US 12,462,530 B2
	Optimized single shot detector (SSD) model for object detection
KeYong Yu, Singapore (CN)
Assigned to ACCENTURE GLOBAL SOLUTIONS LIMITED, Dublin (IE)
Filed by ACCENTURE GLOBAL SOLUTIONS LIMITED, Dublin (IE)
Filed on Dec. 28, 2022, as Appl. No. 18/089,663.
Prior Publication US 2024/0221361 A1, Jul. 4, 2024
Int. Cl.

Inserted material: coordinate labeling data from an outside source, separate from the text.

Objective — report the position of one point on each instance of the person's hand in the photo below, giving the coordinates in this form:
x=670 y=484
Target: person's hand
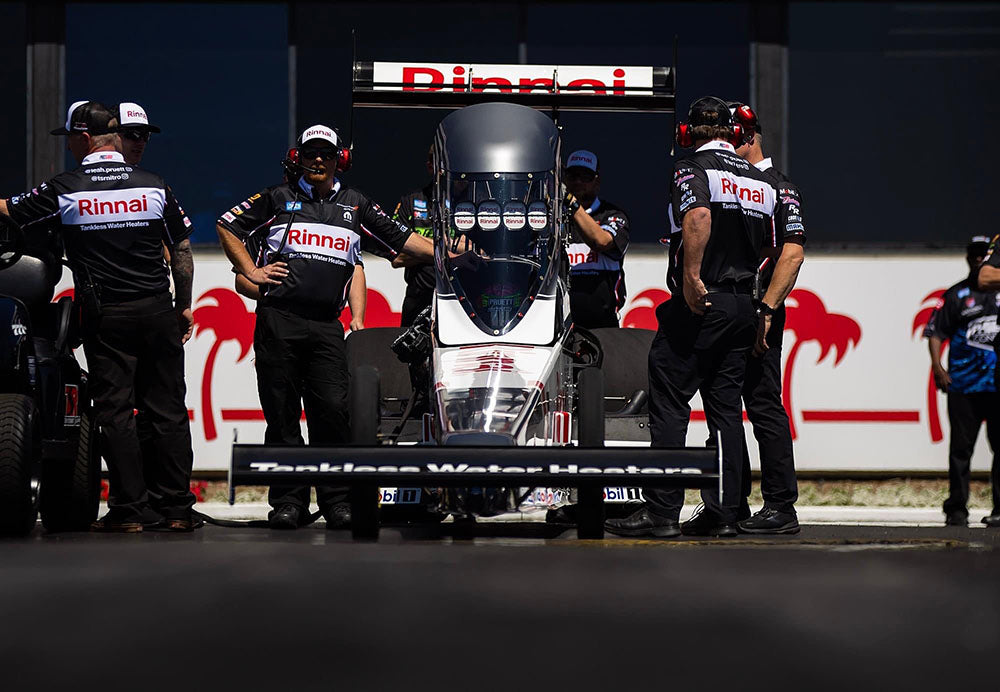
x=696 y=296
x=941 y=378
x=760 y=346
x=186 y=319
x=269 y=274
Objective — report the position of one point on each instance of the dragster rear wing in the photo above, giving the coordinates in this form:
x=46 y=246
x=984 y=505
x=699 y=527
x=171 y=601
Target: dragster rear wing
x=564 y=87
x=365 y=469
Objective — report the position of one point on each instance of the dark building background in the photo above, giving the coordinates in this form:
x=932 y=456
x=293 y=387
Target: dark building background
x=888 y=105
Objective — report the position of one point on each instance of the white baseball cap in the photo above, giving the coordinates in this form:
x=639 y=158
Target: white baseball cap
x=319 y=132
x=134 y=115
x=583 y=159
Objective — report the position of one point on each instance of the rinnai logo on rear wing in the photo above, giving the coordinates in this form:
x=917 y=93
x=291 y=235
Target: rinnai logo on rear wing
x=570 y=87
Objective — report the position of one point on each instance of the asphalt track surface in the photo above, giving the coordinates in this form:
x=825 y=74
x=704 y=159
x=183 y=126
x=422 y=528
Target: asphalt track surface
x=510 y=606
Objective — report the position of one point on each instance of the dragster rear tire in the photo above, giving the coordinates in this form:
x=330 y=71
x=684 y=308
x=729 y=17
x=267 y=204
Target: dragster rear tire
x=590 y=433
x=364 y=404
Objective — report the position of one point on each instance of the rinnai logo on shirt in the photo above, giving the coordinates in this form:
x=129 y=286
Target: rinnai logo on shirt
x=317 y=238
x=132 y=204
x=747 y=192
x=477 y=78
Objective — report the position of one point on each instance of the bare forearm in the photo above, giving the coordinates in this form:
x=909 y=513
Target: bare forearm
x=235 y=251
x=596 y=237
x=695 y=231
x=419 y=247
x=786 y=272
x=357 y=298
x=935 y=345
x=246 y=287
x=182 y=268
x=989 y=278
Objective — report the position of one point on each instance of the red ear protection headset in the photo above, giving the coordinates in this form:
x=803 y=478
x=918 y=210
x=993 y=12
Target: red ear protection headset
x=343 y=156
x=684 y=134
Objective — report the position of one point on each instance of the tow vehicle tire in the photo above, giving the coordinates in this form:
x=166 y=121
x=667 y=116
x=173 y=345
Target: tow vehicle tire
x=590 y=433
x=19 y=446
x=71 y=489
x=364 y=404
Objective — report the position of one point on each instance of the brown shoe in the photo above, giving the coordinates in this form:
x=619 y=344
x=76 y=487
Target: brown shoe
x=107 y=524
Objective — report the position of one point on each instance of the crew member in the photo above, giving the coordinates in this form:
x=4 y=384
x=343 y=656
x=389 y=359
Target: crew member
x=599 y=238
x=412 y=211
x=311 y=230
x=966 y=317
x=721 y=213
x=114 y=218
x=778 y=271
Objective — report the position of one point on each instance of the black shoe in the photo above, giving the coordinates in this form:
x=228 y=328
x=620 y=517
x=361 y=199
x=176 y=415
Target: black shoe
x=642 y=522
x=338 y=517
x=770 y=520
x=565 y=515
x=956 y=519
x=112 y=524
x=705 y=523
x=286 y=518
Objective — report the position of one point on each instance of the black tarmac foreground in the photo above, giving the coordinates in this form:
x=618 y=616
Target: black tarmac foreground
x=503 y=607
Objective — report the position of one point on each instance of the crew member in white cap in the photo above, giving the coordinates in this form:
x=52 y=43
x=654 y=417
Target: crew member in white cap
x=135 y=130
x=306 y=235
x=597 y=246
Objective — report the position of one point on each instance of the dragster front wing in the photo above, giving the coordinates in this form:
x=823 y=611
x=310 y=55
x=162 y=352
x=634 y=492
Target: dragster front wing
x=365 y=469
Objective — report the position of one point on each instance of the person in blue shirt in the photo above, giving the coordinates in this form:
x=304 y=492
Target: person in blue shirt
x=966 y=317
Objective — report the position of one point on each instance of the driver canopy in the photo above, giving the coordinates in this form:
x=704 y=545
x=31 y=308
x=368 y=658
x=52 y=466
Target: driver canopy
x=496 y=182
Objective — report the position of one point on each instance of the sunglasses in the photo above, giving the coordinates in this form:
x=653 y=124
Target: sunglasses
x=325 y=154
x=581 y=175
x=136 y=135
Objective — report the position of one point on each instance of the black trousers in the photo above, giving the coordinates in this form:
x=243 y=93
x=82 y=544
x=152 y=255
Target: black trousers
x=767 y=415
x=966 y=413
x=135 y=360
x=706 y=354
x=300 y=360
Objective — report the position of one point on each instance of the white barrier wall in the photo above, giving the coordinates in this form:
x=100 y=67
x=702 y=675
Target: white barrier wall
x=855 y=367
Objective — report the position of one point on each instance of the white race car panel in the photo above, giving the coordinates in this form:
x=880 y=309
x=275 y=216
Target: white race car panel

G06V 10/764 (2022.01); G06V 10/77 (2022.01); G06V 10/82 (2022.01)

CPC G06V 10/765 (2022.01) [G06V 10/7715 (2022.01); G06V 10/82 (2022.01); G06V 2201/07 (2022.01)]

20 Claims

1. A system comprising:

a processor;

a memory coupled to the processor, wherein the memory comprises processor-executable instructions, which on execution, cause the processor to:

receive an image of a plurality of objects;

determine a plurality of feature layers and a plurality of feature cell sizes corresponding to the received image, based on an aspect ratio of the received image;

determine an aspect ratio of one or more anchor boxes from a trained model file;

determine, based on the aspect ratio of one or more anchor boxes, a position and a number of the one or more anchor boxes to be tiled in each feature cell of the plurality of feature layers, wherein the number of one or more anchor boxes to be tiled is based on the aspect ratio of the one or more anchor boxes and the plurality of feature cell sizes;

assign the one or more anchor boxes as a horizontal tile or a vertical tile in each feature cell, when the anchor box aspect ratio is less than a first pre-defined threshold value and greater than a second pre-defined threshold value, respectively;

generate one or more feature maps using an object detection model comprising a neural network (NN) model, wherein the one or more feature maps comprises one or more feature map tensors;

generate, for each layer of the one or more feature maps, a prediction tensor of a pre-defined dimension, from the one or more feature map tensors, using a prediction convolution layer, wherein, for each layer of the one or more feature maps, the prediction convolution layer is created based on each feature cell size, the position of the one or more anchor boxes, and the aspect ratio of the one or more anchor boxes; and

detect and classify the plurality of objects, based on the generated prediction tensor.